A Girl Found Her Name
It has oft been said that names have meaning and power behind them. Often we look at the meaning behind names to catch a glimpse of what we could be. Sometimes these meanings suit us, other times not so much. Many witches (myself included) have chosen new names that have special meaning to us. Kelsarhu (kel-sar-oo) came from the rainbow serpent of rain and fertility. This was not an everyday name to use.
It was quite by happy mistake that I came upon the name Rosa. I had begun playing World of Warcraft with friends from school and wanted to try a new class of character. I chose my first druid and using the random name generator was presented with the name Rosamoong. Now this was far too much of a mouthful to say when on voice chat so Elzpeth leading the way simply shortened it to Rosa. That name rang in my head like nothing I had ever expected. It fit me to the core. As a player, a shape-shifting druid or simply everyday use! At the time I had not intended to choose a female name, it seemed to have chosen me.
I remember it quite vividly that late-October afternoon. By the time that transition had entered my mind, I had already chosen my first name. Now I needed a last name. I called up Mom (S) and told her I was thinking about dressing up as a lady for Halloween. I next jokingly asked what she would think If I wore a dress all of the time. Her voice tone changed, sending chills down my spine. She told me that day that she loved me, but would never accept or condone me doing such a thing. My name choice was clear as I finished my self-portate. I signed my new name. Rose Cummins.

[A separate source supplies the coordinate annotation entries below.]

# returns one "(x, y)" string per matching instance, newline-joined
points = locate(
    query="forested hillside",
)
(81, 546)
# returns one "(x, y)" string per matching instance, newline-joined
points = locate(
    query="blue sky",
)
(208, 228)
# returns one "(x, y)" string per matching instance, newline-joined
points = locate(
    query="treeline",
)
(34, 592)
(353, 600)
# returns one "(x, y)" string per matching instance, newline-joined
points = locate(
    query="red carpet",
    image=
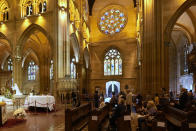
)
(13, 122)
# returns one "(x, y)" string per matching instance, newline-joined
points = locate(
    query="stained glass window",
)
(51, 69)
(112, 21)
(10, 65)
(73, 69)
(32, 68)
(112, 63)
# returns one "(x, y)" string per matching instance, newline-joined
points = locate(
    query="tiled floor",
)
(41, 122)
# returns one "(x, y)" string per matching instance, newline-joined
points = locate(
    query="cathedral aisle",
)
(53, 121)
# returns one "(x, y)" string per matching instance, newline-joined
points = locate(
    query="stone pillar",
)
(17, 67)
(153, 49)
(44, 70)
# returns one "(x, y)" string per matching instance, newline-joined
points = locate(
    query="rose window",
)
(112, 21)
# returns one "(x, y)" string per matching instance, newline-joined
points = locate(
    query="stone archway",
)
(177, 14)
(5, 54)
(112, 86)
(176, 35)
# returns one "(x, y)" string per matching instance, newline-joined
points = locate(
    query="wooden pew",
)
(77, 118)
(98, 118)
(185, 121)
(159, 123)
(124, 123)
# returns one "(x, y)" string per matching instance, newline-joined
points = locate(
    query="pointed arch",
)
(2, 36)
(29, 31)
(186, 5)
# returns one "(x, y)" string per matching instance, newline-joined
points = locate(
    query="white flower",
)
(19, 112)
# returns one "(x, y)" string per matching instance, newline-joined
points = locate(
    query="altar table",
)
(40, 101)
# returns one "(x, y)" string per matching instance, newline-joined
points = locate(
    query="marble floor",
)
(53, 121)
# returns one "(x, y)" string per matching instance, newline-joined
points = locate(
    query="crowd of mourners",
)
(185, 101)
(125, 103)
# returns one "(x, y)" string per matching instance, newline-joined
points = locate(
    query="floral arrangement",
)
(19, 113)
(8, 94)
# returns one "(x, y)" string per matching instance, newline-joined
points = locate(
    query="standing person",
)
(156, 99)
(183, 98)
(73, 95)
(113, 100)
(96, 99)
(129, 100)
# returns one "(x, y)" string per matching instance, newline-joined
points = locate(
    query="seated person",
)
(113, 100)
(102, 103)
(118, 111)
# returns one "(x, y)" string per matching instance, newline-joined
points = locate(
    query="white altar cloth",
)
(40, 101)
(6, 100)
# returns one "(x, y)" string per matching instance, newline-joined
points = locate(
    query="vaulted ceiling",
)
(186, 23)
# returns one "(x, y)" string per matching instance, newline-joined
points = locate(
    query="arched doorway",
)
(112, 86)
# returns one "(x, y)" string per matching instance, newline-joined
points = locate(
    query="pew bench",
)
(77, 118)
(123, 123)
(185, 121)
(98, 119)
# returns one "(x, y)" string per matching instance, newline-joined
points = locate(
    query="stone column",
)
(67, 44)
(17, 67)
(153, 49)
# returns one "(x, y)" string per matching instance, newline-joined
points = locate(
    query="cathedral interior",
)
(74, 49)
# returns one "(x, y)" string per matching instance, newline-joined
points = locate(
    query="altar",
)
(40, 101)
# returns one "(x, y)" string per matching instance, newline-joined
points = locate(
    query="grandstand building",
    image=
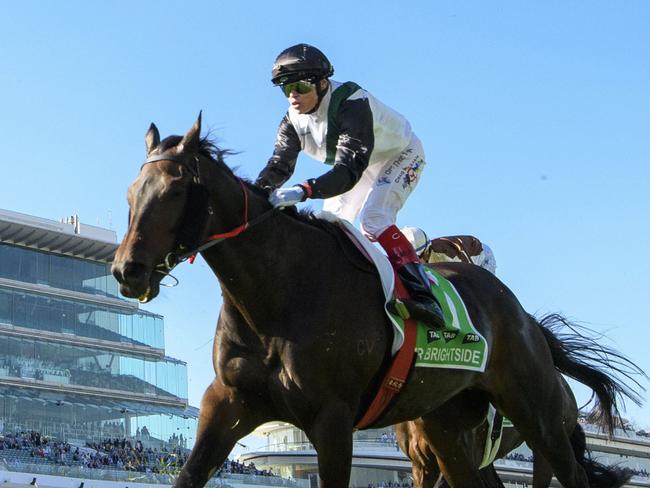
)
(378, 462)
(78, 362)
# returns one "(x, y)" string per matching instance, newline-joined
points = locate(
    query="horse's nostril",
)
(129, 271)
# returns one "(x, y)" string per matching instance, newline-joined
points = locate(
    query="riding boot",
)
(422, 305)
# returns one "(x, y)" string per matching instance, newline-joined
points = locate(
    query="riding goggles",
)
(302, 87)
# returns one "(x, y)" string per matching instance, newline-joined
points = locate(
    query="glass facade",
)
(92, 320)
(57, 271)
(73, 417)
(39, 360)
(89, 390)
(392, 466)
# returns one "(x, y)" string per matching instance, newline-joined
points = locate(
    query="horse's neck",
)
(260, 264)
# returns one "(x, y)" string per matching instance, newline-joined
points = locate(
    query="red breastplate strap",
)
(396, 376)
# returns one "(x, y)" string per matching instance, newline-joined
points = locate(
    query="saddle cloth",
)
(458, 346)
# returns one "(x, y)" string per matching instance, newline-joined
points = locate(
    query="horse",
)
(302, 336)
(579, 357)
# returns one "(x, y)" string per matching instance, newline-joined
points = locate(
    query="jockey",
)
(375, 156)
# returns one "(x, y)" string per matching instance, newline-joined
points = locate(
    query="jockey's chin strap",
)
(174, 258)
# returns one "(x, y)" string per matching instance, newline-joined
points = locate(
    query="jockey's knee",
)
(374, 222)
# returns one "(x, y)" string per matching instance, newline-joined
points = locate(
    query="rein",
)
(174, 258)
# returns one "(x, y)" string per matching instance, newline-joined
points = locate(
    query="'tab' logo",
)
(449, 335)
(432, 336)
(469, 338)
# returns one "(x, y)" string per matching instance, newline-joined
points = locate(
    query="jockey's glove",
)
(285, 197)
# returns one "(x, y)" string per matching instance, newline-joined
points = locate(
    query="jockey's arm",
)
(355, 144)
(283, 162)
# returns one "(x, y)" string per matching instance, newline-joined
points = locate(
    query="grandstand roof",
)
(71, 238)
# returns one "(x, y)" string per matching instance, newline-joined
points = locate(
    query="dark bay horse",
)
(580, 357)
(302, 336)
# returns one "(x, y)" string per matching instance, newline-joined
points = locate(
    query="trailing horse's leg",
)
(224, 418)
(535, 408)
(331, 434)
(448, 442)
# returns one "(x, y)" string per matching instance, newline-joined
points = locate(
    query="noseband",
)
(177, 256)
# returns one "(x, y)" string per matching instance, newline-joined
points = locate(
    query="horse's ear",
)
(152, 138)
(192, 138)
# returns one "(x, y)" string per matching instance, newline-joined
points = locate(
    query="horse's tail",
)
(596, 366)
(598, 475)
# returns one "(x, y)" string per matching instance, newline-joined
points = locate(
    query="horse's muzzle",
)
(135, 280)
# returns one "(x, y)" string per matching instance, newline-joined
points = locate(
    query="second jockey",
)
(376, 161)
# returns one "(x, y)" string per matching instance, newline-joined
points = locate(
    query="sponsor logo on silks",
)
(471, 338)
(432, 335)
(449, 335)
(383, 181)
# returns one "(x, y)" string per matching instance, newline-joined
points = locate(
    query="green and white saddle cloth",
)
(459, 345)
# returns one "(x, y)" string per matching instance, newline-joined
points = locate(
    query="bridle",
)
(177, 256)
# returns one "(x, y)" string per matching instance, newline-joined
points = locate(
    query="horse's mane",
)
(209, 148)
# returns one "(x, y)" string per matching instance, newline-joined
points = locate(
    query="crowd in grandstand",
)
(392, 484)
(118, 453)
(124, 454)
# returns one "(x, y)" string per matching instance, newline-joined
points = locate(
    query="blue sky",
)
(535, 117)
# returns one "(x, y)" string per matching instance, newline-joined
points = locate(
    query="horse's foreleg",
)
(424, 465)
(454, 455)
(331, 434)
(224, 418)
(542, 471)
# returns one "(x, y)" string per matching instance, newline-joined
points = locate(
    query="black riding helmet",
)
(300, 62)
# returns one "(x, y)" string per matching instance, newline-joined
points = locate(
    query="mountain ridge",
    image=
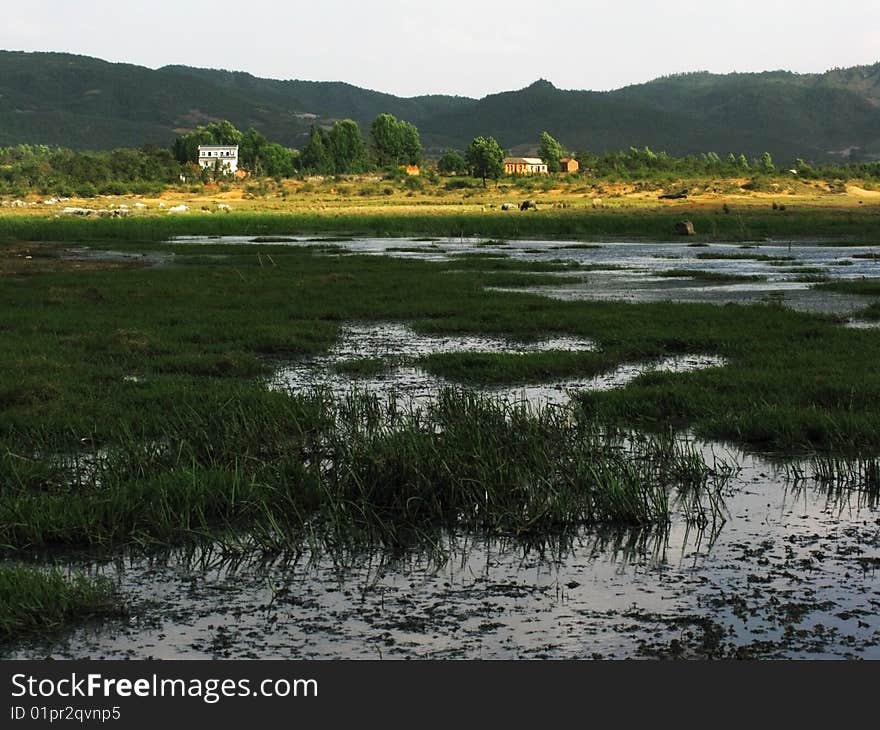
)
(87, 103)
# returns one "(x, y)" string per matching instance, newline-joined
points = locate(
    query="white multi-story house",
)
(220, 157)
(524, 166)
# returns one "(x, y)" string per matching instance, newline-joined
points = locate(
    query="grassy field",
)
(578, 208)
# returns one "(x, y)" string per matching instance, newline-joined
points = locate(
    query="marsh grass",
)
(349, 468)
(839, 475)
(710, 276)
(862, 287)
(34, 600)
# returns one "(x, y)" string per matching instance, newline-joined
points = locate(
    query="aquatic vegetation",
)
(354, 468)
(38, 600)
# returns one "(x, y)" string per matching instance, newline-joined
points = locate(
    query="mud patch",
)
(793, 573)
(397, 346)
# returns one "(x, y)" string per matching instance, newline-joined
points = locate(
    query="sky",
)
(468, 48)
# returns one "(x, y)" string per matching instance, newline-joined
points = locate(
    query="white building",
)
(524, 166)
(221, 157)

I had already talked openly with Momma (E) about dressing up. She did not understand why I would want to do such a thing, but that was ok. She told me that she would support me first but first asked me if I had fully thought about the journey I was going to embark on. We had talked at length about some of the Queens there in Arkansas and the harassment often faced. We talked about how this would affect both current and future employment. All of her questions were focused on if I truly understood what consequences this would have and if I was ready to face them. It was during these conversations about blending in that I reworked my name to Rose as it seemed to fit better.
It was this vast difference in presentation that had mostly sealed my choice. Mom and Dad had given up so much to raise my Brother, Sisters, and myself. Yet it still made me feel awful that one set of parents told me that this was wrong because God said so and she Just couldn't believe that God would make a mistake. It made me feel better that the other told me it would make my life harder and wanted help to prevent trouble before it started. The selflessness of accepting a child no matter the choices and wanting to simply help them have the best life possible was the person I wanted to be known as.
Tonight, I called up Mom and Dad. Don't ask, Don't tell would not work anymore with upcoming events. I told them both about my decision to move forward with transition. And it hurt. It hurt so much to see their pain. Both afraid of losing another child. I was also saddened. How they both responded was exactly what I had expected, but hoped not to find. Mom again repeated those soul-shattering words I had heard 7 years ago (to the day)
"I love you but..."
"I will not accept or condone what you are doing".
While they have done so much to give me life, it still hurts. I know they are going through just as much pain if not more feeling like someone is taking their son away. I wish there was some magic button that would erase this pain from both sides. Allowing me to say "I am still your child, your daughter" and they to say "We love you as our daughter". Perhaps one day.